Cada vez que conocía a un tipo, creía que por fin había encontrado al hombre ideal. Ahora todo se había arruinado: la rutina, la maravillosa pereza con que juntos se desplazaban de la noche del sábado a la mañana del domingo, los dos pares de palillos, los dos cepillos de dientes, las horas acurrucados viendo películas antiguas en la televisión por cable. La misma energía ominosa que se había cernido sobre ella desde que era una niña pequeña y flacucha, acuclillada sola en su cuarto a oscuras, estaba por joderle otra vez la vida.
—¿Seguro que estás bien? —insistió Steve.
Su genuina preocupación dio a Eun-seong una pequeña esperanza. Haría cualquier cosa por hacerlo cambiar de idea y resistir al dios del destino que se le había acercado sin que ella lo notara y que, haciéndole una broma cruel, le levantó la falda y salió corriendo. La idea de que iba a quedarse sola otra vez la hizo temblar y se le cortó la respiración. Se puso a chillar como una loca.
Tiró de la olla hirviendo hasta hacerla caer al suelo y luego se bebió todo el alcohol que quedaba en la nevera. Steve trató de impedírselo, pero ella lo apartó de un empujón. No era su intención amenazarlo, la verdad, pero cogió el cuchillo de pelar y apuntó a su propia muñeca y luego al pecho de Steve. Pero nunca quiso matarse ni matarlo. Solo lo hizo para enseñarle la magnitud de la herida que había infligido a sus sentimientos, la intensidad de su deseo de no perderlo y su miedo abismal.
Cuando se dejaba intoxicar por la violencia, el tiempo volaba. Toda la noche le rogó Steve que se calmara y cerca del amanecer empezó a suplicarle que lo dejara marcharse. Cuando ella regresó del lavabo, lo vio hablando con alguien por teléfono. Pensó que estaba llamando a la Policía y se dio la cabeza contra el espejo colgado de la pared del salón. Observó aturdida y mareada cómo le chorreaba la sangre por la cara.

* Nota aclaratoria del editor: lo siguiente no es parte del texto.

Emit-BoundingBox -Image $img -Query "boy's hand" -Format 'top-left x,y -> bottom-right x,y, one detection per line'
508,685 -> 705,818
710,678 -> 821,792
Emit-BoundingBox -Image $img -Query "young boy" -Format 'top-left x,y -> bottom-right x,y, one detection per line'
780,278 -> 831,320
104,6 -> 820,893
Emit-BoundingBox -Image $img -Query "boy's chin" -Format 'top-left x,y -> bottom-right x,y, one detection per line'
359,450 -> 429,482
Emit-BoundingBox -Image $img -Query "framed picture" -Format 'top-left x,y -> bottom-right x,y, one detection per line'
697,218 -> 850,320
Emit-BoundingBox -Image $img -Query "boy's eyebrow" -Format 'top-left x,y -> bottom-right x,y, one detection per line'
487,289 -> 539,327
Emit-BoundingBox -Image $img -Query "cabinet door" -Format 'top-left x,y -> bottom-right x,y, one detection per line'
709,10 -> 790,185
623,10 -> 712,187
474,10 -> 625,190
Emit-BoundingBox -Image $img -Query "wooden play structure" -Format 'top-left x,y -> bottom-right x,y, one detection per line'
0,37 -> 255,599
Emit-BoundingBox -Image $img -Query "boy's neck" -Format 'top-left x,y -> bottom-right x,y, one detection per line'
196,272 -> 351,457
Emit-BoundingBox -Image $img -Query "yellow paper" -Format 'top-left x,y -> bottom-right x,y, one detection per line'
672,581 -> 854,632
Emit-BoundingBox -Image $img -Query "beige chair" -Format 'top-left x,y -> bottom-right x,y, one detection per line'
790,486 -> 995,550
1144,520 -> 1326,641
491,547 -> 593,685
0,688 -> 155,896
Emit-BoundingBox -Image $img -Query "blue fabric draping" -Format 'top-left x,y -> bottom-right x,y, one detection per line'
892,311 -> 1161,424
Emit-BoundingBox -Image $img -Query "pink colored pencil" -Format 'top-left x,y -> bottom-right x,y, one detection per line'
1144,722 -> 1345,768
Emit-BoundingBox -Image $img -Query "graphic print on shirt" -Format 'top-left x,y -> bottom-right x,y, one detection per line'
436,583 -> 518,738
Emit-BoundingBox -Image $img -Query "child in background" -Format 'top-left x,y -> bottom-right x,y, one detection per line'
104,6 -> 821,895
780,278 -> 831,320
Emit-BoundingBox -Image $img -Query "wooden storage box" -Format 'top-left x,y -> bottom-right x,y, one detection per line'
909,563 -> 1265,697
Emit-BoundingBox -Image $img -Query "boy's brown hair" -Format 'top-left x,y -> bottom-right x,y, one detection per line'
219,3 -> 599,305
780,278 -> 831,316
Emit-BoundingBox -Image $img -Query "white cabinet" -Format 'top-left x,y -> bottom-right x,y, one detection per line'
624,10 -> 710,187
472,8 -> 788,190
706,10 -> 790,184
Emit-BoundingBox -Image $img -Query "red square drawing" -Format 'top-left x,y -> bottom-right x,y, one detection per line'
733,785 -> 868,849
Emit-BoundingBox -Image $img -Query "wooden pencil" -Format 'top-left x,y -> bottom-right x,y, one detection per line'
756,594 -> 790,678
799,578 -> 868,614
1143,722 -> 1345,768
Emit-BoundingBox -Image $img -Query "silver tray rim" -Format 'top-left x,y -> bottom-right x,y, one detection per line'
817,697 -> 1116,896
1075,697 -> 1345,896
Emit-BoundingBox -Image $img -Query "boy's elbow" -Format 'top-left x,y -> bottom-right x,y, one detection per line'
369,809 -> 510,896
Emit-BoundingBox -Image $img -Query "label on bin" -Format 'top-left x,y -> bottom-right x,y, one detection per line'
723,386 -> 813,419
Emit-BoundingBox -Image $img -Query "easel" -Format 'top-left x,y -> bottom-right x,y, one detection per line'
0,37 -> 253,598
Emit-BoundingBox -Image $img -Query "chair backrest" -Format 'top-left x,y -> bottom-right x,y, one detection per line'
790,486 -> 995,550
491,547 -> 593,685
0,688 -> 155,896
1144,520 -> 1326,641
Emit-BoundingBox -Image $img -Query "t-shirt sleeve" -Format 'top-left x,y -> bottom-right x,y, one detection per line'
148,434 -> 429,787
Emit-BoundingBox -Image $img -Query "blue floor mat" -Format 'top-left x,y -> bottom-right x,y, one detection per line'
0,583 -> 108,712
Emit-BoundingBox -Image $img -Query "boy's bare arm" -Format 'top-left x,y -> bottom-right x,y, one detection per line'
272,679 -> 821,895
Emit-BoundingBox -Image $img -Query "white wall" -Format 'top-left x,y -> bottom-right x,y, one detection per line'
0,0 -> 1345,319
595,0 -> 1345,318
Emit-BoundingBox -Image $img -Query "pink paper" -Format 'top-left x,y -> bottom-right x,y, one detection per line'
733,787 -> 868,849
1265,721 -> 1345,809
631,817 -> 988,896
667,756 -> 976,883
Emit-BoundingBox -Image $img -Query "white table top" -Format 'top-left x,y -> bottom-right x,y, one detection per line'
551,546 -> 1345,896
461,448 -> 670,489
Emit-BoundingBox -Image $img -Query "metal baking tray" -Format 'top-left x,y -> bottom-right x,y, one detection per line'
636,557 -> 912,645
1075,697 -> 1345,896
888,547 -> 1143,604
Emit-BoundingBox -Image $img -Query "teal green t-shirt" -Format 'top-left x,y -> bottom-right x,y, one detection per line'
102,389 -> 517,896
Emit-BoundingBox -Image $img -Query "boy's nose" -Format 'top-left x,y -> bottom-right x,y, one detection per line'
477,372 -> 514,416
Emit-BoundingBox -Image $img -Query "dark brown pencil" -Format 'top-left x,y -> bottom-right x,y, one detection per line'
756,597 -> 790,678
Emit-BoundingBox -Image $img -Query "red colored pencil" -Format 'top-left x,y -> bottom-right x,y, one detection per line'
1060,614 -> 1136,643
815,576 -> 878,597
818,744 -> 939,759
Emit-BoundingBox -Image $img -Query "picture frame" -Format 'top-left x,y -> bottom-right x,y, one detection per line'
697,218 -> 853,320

Le arrancó a Steve el móvil de la mano y lo apagó. No se fijó ni se dio cuenta de que era su propio móvil.
—Malvada —dijo Steve sacudiendo la cabeza—. Eres una loca malvada.
Eun-seong se quedó mirándolo sin contestar. Steve se dirigió hacia la puerta y se marchó sin molestarse siquiera en coger su abrigo.
Al poco rato sonó el timbre y Eun-seong creyó que Steve había vuelto. Pero era Hye-seong. Su hermano llevaba un abrigo negro muy amplio y su cuer
po largo y flaco semejaba un joven árbol pelado en invierno. Al verlo, los sollozos que había reprimido estallaron y una mezcla de sangre y lágrimas le corrió por las mejillas.
Se desplomó delante de la puerta.
—¡Es tan injusto! ¿Qué me pasa? ¿Por qué soy así?
Hye-seong le tendió una mano para ayudarla a levantarse.
—¿Te pegó?
Ella negó con las manos, resoplando, y Hye-seong no le hizo más preguntas. Eun-seong dio un paso atrás y su hermano entró. No deseaba que viera el desastre de su apartamento, que estaba dividido en un espacio para estar y otro para dormir por una puerta de corredera no muy gruesa. Había botellas rotas y vidrios en el suelo.
Sin decir palabra, Hye-seong le puso una toalla húmeda sobre la herida, calentó agua en el hervidor eléctrico y le sirvió un poco de agua caliente en el único jarrito que no estaba roto, luego ordenó un poco mientras aguardaba la llegada de un taxi. Solo hizo lo que debía hacer. Eun-seong, acostada en su cama, sujetaba la toalla en su frente. Podía oír a su hermano moverse sigilosamente al otro lado de la puerta de corredera, que había quedado entreabierta. Era una mañana singularmente silenciosa y tranquila.